By Melanie Falcon, Anchor / Reporter, @Melanie_Falcon, MFalcon@wfmz.com
Published On: Aug 15 2013 11:53:46 AM CDT
Updated On: Aug 16 2013 12:10:53 PM CDT
heart health stethoscope bandage

iStock/gmutlu

ORLANDO, Fla. -

Heart disease is the number one killer of men and women in the United States.

Hollywood actor James Gandolfini’s deadly heart attack at 51 is just one high-profile reminder that it can happen to any of us at any time.

Chest pain, arm pain, and shortness of breath are the symptoms most people recognize, but there are five lesser-known symptoms you need to know to save your life.

Kim Strong is an outdoor sports fanatic.

“You name it, we do it,” said Strong, a 42-year-old heart attack survivor, who fearlessly skis double diamonds and surfs the monster waves in Costa Rica. “I don’t go down, ever!”

That changed on July 11, 2012.

“I was watching television with my husband and I said, ‘I have a weird feeling. I feel like I flossed my teeth too hard,’" Strong explained. "The next morning I had a back ache, chest pain, and the jaw pain was killing me. I told my husband that I thought I was having a heart attack. He told me, 'You are not having a heart attack,’ and then he taps me on the bootie and says, ‘Get ready, get dressed, and go to work.’”

She then collapsed in her bedroom closet. Her husband drove her to the hospital and in minutes, her suspicion was confirmed. She had a heart attack. 

“I have a blood-clotting syndrome,” Strong said.

"Heart disease hits very young people, very productive people, and that’s one of the reasons why it's very scary," said Dr. Swathy Kolli, cardiologist at Dr. P. Phillips Hospital in Orlando. 

Kolli said it’s worse if you don’t know all the signs. In women, that includes nausea, vomiting and shoulder, neck and jaw pain.

"These are the symptoms that people usually don’t pay attention to," Kolli said.

Strong did for one reason, a card. A handout at the annual American Heart Association “Go Red Luncheon” she attended two months earlier.

"No other way to say it. If I hadn’t gone, I would have pushed through it because I am a pretty tough girl," Strong explained.
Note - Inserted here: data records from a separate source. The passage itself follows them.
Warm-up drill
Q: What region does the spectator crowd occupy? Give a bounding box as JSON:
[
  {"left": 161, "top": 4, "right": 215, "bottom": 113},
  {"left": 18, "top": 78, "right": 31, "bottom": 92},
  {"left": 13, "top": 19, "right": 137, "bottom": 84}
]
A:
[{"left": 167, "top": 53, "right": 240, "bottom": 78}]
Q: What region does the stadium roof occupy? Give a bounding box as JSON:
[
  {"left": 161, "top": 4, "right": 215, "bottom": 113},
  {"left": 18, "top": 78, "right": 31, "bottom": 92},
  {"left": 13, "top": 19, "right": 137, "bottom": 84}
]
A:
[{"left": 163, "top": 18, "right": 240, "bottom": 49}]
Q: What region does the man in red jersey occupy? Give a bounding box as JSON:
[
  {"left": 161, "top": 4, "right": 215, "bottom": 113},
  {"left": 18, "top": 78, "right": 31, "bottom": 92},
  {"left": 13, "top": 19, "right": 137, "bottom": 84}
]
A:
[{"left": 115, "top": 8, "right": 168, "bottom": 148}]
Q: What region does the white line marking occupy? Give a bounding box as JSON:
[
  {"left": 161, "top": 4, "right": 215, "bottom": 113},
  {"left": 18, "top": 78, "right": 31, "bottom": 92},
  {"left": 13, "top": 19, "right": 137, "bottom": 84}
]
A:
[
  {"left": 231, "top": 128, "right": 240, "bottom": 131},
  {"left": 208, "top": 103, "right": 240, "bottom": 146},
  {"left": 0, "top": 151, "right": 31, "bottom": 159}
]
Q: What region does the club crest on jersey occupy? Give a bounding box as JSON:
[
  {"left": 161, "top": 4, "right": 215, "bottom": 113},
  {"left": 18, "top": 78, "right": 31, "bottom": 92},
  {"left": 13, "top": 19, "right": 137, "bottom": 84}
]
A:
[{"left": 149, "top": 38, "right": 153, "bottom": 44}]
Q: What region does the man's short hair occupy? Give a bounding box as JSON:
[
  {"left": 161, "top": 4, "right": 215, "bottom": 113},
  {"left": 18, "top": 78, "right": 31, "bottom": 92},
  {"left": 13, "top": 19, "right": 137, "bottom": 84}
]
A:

Strong's extreme sporting days are over, but she said the tradeoff is worth it.

"I have to be here for my kids.  I have to see what happens," Strong said.

The major risk factors for heart disease are hypertension, diabetes, high cholesterol, smoking and family history.

Strong’s blood clotting disorder is genetic. She’s planning to have her children tested, since they have a 50/50 chance of having it, too. 

Kolli said the lesser-known factors are obesity and certain inflammatory diseases, like rheumatoid arthritis.